Monthly Archives: January 2015

Goodbye, Mario Cuomo

Mario Cuomo at WAMC

Mario Cuomo died yesterday. In many ways, he’s already been forgotten, eclipsed by the tumultuous 20 years since he left office, and by the daily attention garnered by his son, current governor Andrew Cuomo. For me, though, Mario was the politician I’ve most admired in 50 years of paying attention to politics and government. My recurring pipe dream was sitting down with him for a one-to-one conversation on politics and societal obligation. Fortunately, I and others could get that by proxy by listening to his conversations with Alan Chartock on WAMC radio’s weekly “Capitol Connection”.

No governor before, and especially since, has ever spent so much time talking directly to his constituents, articulately defending his liberal, compassionate view of government’s role in society. He was also the only governor to appear on a regular call-in show, on WCBS radio. In today’s high stakes image contests and “Gotcha!” attacks, unscripted appearances can be politically fatal. Mario Cuomo obviously never worried about that.

As governor during New York’s problem-filled era of 1983-1994 (crack, AIDS, crime, homelessness) he dealt with a very difficult financial and political environment. He had many notable, but not well known, policy successes, but times were hard and choices were hard. His initiatives were often stymied, from both sides of the aisle, by New York’s famously fractious, corrupt, and self serving legislators.

I always saw Mario Cuomo as the smartest politician in the room. Whether you agreed with his position or not, he always made an intelligent, persuasive case for it. He cared about people, and never appeared to succumb to the temptation of personal power — a true public servant.

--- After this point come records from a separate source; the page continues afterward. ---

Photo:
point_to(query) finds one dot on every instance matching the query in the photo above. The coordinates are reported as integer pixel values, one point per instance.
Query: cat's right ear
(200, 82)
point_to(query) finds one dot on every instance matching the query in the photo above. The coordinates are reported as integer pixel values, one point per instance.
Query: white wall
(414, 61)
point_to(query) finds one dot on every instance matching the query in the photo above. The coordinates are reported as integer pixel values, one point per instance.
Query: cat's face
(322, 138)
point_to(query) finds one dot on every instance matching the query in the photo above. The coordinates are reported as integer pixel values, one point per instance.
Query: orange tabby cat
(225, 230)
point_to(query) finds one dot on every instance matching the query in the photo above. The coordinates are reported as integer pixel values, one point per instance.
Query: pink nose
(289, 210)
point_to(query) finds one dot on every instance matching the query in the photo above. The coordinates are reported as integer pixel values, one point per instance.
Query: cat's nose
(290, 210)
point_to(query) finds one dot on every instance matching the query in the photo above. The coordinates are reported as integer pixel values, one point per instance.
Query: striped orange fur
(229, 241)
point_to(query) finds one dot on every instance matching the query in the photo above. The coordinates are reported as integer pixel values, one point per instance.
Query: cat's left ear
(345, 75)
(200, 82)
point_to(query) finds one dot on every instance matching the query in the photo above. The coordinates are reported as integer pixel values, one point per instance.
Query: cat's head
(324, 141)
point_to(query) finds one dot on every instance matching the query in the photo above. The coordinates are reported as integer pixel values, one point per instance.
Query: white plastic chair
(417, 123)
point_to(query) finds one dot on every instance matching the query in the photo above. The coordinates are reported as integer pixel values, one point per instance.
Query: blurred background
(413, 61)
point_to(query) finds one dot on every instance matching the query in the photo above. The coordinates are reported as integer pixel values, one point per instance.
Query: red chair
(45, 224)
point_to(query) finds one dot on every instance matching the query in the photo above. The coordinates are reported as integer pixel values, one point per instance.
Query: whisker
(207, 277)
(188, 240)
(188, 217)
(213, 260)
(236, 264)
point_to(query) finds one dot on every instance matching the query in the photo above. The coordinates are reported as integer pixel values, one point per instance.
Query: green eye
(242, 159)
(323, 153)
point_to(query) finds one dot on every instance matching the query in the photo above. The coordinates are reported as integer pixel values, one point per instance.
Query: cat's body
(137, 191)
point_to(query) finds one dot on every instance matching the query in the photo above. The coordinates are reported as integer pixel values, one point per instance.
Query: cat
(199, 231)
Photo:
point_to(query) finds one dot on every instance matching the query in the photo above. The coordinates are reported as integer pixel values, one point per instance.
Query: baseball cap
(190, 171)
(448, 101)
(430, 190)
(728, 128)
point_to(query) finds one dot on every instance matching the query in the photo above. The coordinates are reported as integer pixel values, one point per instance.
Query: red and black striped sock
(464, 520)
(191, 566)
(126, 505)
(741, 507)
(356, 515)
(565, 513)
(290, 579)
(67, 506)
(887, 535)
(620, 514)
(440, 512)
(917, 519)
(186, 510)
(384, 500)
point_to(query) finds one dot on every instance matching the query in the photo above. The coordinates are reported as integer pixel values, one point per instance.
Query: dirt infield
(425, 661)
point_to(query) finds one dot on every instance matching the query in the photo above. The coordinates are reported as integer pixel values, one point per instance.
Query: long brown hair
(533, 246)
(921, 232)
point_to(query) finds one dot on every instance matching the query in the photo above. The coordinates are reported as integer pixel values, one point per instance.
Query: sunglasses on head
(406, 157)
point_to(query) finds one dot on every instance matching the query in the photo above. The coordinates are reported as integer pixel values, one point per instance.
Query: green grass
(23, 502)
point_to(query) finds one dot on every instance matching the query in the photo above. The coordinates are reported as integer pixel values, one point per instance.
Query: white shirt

During his final campaign, for a fourth term in 1994, I was amazed at the opposition he engendered from those he was looking out for. I remember hearing him savaged by a variety of State University of New York (SUNY) faculty and staff for insufficient support of higher education. He lost re-election to George Pataki — in my opinion a bland political lightweight who ran his campaigns far better than his governorship. Pataki really did a number on the SUNY system, and I had periodic opportunities over his two terms to ask my SUNY friends if they weren’t now nostalgic about the Mario Cuomo era.

Cuomo’s major abdication of his service to the American public was refusing to let Bill Clinton appoint him to the Supreme Court. His compassion, intelligence, legal acumen, and eloquence would have made him one of the great justices in what has turned out to be a sadly doctrinaire and politicized institution. I can’t blame anyone for deciding not to run for President, but I was disappointed that he didn’t see the Court as his post-governorship civic duty.

The era of the liberal, passionate defender of government as society’s expression of its desires and principles is in decline these days. Certainly, Governor Andrew Cuomo is almost nothing like his father. Eventually, the pendulum will swing away from bought and paid for government to an institution attempting to implement broader, more inclusive societal goals — I hope.

In the meantime, I’ll miss you, Mario.